PROTECTING SMALL BUSINESS, PROMOTING ENTREPRENEURSHIP

Snubbing Small Business: Is the FTC Ignoring Rules that Protect Small Business from Burdensome Regulatory Costs?

By at 30 January, 2024, 8:28 pm

SMALL BUSINESS INSIDER

By Karen Kerrigan –

When federal agencies draft new regulations, they are required to comply with the Regulatory Flexibility Act (RFA) to determine if proposed rules will negatively impact small businesses. The Federal Trade Commission (FTC) appears to have side-stepped or glossed over this requirement when it “certified” that small businesses will not be affected by the significant changes it is proposing to update Hart-Scott-Rodino (HSR) pre-merger reporting requirements. FTC’s “certification” amounts to a mere four sentences, which lacks thorough data and appears to demonstrate that regulators did not comply with the RFA, where a detailed analysis is required to assess the impact of their proposal on small businesses.

It belies common sense that the proposal, which will expand the scope and sheer volume of detailed information businesses would be required to provide as part of the pre-merger notification process, will not impact small businesses. If the FTC did not comply with the RFA it would be a violation of federal law. Therefore, the proposed rule would have to be pulled, or vacated.

The FTC is proposing to vastly expand and add pricey complexity to the Hart-Scott-Rodino (HSR) rules that govern premerger notification and reporting when companies merge or are acquired. According to a U.S. Chamber of Commerce report, the proposed changes could impose more than $2 billion in costs on businesses and taxpayers. More than 2,000 filings occur each year (on average, some years much higher), many of which involve small to mid-size businesses (SMBs). When the FTC issued its pre-merger notification proposal, the value threshold triggering a pre-merger notice and filing was $111.4 million. The threshold was recently updated to $119.5 million. There are other tests that trigger a filing.

In its rulemaking proposal, the FTC asserts and certifies:

Because of the size of the transactions necessary to invoke an HSR Filing, the premerger notification rules rarely, if ever, affect small entities. The 2000 amendments to the Act exempted all transactions valued at $50 million or less, with subsequent automatic adjustments to take account of changes in Gross National Product resulting in a current threshold of $111 million. Further, none of the proposed amendments expands the coverage of the premerger notification rules in a way that would affect small entities. Accordingly, the Commission certifies that these proposed amendments will not have a significant economic impact on a substantial number of small entities. This document serves as the required notice of this certification to the Small Business Administration.

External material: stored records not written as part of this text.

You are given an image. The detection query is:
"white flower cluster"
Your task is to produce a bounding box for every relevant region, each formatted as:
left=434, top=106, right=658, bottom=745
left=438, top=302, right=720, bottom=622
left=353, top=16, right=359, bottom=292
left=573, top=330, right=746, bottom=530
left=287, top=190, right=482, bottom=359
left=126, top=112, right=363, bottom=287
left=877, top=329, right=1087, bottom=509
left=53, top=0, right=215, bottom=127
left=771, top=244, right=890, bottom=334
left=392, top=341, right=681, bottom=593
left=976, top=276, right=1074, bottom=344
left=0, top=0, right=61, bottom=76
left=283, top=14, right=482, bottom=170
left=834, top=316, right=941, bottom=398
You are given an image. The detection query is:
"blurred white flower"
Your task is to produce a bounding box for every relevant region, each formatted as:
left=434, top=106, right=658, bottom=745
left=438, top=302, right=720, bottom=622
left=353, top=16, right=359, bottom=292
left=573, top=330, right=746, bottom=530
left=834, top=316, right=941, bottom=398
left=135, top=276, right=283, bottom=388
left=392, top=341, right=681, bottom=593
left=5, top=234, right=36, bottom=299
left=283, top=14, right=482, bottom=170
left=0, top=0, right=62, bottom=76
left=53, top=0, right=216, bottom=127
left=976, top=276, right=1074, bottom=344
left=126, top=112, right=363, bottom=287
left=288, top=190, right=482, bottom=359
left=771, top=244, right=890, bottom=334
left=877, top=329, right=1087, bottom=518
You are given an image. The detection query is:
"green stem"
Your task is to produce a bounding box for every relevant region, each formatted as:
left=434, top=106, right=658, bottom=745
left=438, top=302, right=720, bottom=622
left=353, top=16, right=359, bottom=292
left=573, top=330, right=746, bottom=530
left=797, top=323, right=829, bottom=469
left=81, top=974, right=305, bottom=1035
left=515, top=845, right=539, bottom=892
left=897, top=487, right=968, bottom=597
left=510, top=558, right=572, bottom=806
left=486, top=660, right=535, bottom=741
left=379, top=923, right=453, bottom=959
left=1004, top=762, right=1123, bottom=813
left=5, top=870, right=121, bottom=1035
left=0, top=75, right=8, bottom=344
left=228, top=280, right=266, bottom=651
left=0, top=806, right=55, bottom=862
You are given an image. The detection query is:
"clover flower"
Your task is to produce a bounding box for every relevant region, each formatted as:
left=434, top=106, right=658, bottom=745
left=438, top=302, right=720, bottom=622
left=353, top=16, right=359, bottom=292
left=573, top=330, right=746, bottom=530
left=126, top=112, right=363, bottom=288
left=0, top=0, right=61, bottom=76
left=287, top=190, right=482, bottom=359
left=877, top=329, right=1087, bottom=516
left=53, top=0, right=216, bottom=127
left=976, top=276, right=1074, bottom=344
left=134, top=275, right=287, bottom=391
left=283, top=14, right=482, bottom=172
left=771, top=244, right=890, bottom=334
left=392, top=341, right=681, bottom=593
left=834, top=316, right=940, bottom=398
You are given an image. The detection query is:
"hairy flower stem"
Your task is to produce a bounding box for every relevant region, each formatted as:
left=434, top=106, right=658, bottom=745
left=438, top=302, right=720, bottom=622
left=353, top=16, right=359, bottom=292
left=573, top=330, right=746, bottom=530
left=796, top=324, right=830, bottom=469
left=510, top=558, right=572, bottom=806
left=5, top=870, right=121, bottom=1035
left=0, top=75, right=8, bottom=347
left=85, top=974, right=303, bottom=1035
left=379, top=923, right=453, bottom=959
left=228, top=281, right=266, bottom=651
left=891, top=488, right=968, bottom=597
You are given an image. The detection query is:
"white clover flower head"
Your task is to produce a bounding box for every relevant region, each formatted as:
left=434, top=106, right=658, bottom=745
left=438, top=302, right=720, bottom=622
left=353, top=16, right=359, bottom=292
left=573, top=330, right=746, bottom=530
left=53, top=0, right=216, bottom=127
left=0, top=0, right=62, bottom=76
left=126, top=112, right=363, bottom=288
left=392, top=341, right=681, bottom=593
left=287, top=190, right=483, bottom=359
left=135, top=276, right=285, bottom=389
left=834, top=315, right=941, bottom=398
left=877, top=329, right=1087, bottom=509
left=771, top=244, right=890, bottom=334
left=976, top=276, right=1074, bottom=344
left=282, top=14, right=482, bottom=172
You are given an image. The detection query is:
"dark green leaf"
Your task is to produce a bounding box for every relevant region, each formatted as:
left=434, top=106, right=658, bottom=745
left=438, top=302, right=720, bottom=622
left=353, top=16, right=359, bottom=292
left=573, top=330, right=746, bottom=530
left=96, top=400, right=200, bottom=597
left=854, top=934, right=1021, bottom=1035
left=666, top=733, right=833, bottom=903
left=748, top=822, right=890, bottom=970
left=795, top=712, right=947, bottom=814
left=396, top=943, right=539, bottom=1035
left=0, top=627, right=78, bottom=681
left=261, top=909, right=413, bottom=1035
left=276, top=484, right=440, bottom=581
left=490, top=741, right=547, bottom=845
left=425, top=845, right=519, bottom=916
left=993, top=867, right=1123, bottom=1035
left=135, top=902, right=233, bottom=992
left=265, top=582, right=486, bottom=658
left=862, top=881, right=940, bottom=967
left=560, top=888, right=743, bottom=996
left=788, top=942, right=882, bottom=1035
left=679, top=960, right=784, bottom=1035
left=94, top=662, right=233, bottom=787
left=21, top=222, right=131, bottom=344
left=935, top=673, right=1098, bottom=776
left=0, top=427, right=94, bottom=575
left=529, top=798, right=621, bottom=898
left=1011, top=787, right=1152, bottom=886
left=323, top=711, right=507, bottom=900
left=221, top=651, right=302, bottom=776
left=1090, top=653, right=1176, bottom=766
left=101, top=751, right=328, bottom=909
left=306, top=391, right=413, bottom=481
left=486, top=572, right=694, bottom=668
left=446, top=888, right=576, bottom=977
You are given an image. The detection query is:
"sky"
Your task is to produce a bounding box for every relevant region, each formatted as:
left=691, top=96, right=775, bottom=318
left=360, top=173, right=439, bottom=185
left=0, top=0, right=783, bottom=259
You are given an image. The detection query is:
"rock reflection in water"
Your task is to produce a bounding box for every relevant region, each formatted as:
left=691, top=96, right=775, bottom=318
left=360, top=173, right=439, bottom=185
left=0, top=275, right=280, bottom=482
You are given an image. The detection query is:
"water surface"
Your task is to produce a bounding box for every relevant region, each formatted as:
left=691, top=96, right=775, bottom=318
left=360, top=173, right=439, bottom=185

This unsubstantiated “certification” is likely wrong. By reviewing past HSR filings, FTC regulators can cull data to produce a detailed analysis, or at least some verifiable numbers that substantiate their certification.

The numbers we dug up, based on a 2022 report the FTC and Department of Justice (DOJ) provided to Congress, finds that 709 transactions were subject to HSR filings where the sales revenue of these acquired entities was less than $50 million. These deals likely involved the acquisition of a small business. The “less than” $50 million transaction range was the highest category of HSR transactions at 23.4% out of 3029 total transactions. Moreover, it would not be surprising if a fair number of the 513 transactions in the $50-$100 million range and 305 transactions in the $100-$150 million range involved the acquisition of a small business.

The scope and volume of information that filers are required to submit under the proposed changes will significantly increase the cost and time associated with the preparation of HSR filings. The FTC estimates s quadrupling of the financial burden, although outside reports estimate a much higher burden. For example, the U.S. Chamber’s report estimates costs that are “nearly seven times the Agencies’ estimate” – an actual average filing cost of $437,314 versus the FTC’s estimate of $66,240. Resource constrained small firms will be crushed – along with their aspirations and dreams of being acquired – by these excessive costs.

The RFA is meant to protect small businesses from the type of costly rules and procedures the FTC is needlessly pushing through the proposed HSR-filing changes. Besides requiring that federal agencies put some detailed effort and analysis into determining if and how small entities will be impacted by a proposed rulemaking, the RFA requires that agencies develop less harmful compliance alternatives, and alert small entities and communities impacted by these proposed actions, so that they “comment” and provide feedback on a proposed rule.

Federal government agencies are swift to ensure that businesses comply with their rules and regulations, and issue heavy fines it they do not. Federal agencies should set an example and fully comply with regulatory-process rules established by Congress. The rule of law works both ways.

Based on a review of the data, it appears that the FTC did not follow the rules. Therefore, Chairman Lina Khan needs to step up, vacate the rule, and comply with the laws that govern the federal regulatory process. After all, startups and small businesses would like their voice to be heard on this costly and dubious proposal.

Karen Kerrigan is president & CEO of the Small Business & Entrepreneurship Council.